Data Augmentation for Multimodal Singing Analysis
Background & Objective:
Machine learning-based singing analysis often copes with imbalanced datasets derived from participants or publicly available sources, where one class (e.g., positive, negative) tends to dominate the distribution. This phenomenon can degrade the performance of evaluation models and potentially introduce biases, leading to unreliable results. The issue is further amplified in the context of multimodal detection, where either a suitable dataset does not exist or data collection is very costly and time-consuming.
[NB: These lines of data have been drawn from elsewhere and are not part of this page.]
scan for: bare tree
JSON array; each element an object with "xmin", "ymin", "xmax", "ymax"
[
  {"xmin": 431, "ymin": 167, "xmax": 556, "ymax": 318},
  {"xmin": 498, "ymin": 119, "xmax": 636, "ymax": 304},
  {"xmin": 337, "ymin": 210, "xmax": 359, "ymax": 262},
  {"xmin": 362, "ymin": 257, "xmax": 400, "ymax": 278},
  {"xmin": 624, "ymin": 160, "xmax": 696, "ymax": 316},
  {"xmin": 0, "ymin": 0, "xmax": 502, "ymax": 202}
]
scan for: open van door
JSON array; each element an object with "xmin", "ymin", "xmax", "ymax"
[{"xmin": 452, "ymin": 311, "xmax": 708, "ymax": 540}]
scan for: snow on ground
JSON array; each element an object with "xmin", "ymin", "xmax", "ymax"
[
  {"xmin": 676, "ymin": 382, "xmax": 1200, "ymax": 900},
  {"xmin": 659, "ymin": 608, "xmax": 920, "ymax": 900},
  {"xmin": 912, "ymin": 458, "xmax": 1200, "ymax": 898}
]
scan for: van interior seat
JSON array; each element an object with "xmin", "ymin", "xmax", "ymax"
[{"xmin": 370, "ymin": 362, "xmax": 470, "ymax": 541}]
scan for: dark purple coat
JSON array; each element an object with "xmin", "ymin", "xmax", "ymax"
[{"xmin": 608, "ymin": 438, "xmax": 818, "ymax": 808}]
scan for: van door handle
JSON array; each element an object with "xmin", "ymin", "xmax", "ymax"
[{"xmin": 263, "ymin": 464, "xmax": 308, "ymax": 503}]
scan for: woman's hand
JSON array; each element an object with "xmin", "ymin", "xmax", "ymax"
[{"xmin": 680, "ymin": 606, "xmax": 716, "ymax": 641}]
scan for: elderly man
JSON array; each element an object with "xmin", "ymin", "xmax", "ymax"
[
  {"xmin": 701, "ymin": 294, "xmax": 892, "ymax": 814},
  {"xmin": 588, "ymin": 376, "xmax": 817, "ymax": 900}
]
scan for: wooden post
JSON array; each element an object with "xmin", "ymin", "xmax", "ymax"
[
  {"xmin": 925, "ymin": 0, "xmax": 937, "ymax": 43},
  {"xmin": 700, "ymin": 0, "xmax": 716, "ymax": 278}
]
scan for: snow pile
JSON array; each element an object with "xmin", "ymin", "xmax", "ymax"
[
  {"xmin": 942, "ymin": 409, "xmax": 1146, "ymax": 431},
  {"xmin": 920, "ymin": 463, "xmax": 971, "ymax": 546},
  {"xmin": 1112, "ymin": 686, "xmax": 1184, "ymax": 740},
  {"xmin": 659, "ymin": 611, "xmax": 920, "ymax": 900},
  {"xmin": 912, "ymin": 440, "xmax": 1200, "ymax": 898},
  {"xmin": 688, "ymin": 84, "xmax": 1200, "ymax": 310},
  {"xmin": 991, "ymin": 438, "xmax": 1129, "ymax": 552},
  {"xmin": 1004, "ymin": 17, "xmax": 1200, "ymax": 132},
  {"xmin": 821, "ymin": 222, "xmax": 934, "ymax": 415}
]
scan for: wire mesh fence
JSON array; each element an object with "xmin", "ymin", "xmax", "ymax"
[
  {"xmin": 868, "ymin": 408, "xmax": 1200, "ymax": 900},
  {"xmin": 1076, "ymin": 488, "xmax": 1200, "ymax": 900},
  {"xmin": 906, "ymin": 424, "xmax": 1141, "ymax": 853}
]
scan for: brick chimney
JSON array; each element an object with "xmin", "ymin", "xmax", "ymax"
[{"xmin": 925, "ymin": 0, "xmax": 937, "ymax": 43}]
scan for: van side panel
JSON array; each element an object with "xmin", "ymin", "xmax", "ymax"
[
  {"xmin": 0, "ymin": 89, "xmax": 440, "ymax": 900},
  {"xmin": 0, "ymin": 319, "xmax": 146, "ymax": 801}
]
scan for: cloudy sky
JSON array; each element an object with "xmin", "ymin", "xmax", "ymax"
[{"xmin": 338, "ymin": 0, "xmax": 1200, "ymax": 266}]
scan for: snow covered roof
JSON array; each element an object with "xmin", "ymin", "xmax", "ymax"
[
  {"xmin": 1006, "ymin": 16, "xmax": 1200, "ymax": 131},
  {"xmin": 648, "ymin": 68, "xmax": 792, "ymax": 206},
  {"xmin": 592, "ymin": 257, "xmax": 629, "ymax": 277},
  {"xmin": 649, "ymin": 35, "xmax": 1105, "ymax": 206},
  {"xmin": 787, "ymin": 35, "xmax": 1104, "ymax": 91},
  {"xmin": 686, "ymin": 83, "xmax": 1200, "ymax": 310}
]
This paper proposes a data augmentation approach for singing analysis to address this issue. Specifically, we aim to develop a framework that automatically generates multimodal data consisting of audio and surface electromyography (sEMG) signals using Generative AI. Specifically, we propose a transformer-based deep learning model to model the sequential nature and inter-modal dependencies of the audio and sEMG data. The proposed model can generate paired artificial data comprising audio and sEMG signals, which is expected to improve the performance in singing analysis, as well as offer insights into the relationship between singing voice and muscle movement.
Methods:
To develop a data augmentation model, professionally trained singers, and vocally healthy non-singers are recruited for data collection. Simultaneous anterior neck sEMG and audio signals from a handheld microphone are recorded, with the participants producing sustained and glissando vowels and singing a piece of their choice in their comfortable singing voice. The proposed model is developed based on a transformer architecture. During training, the collected data are processed by the encoder. The decoder reconstructs these inputs based on the encoder’s output and the reconstruction from the previous timestep. Only the decoder is used to generate artificial data. This model can also be extended to generate data in one modality conditioned on another. Several machine learning-based singing analysis methods, trained with our proposed data augmentation technique, are used to assess the effectiveness of our approach. We expect to see a significant improvement in those machine learning-based singing analysis methods.
Results & Conclusions: On-going data collection is currently in progress, and the results will be presented at the conference.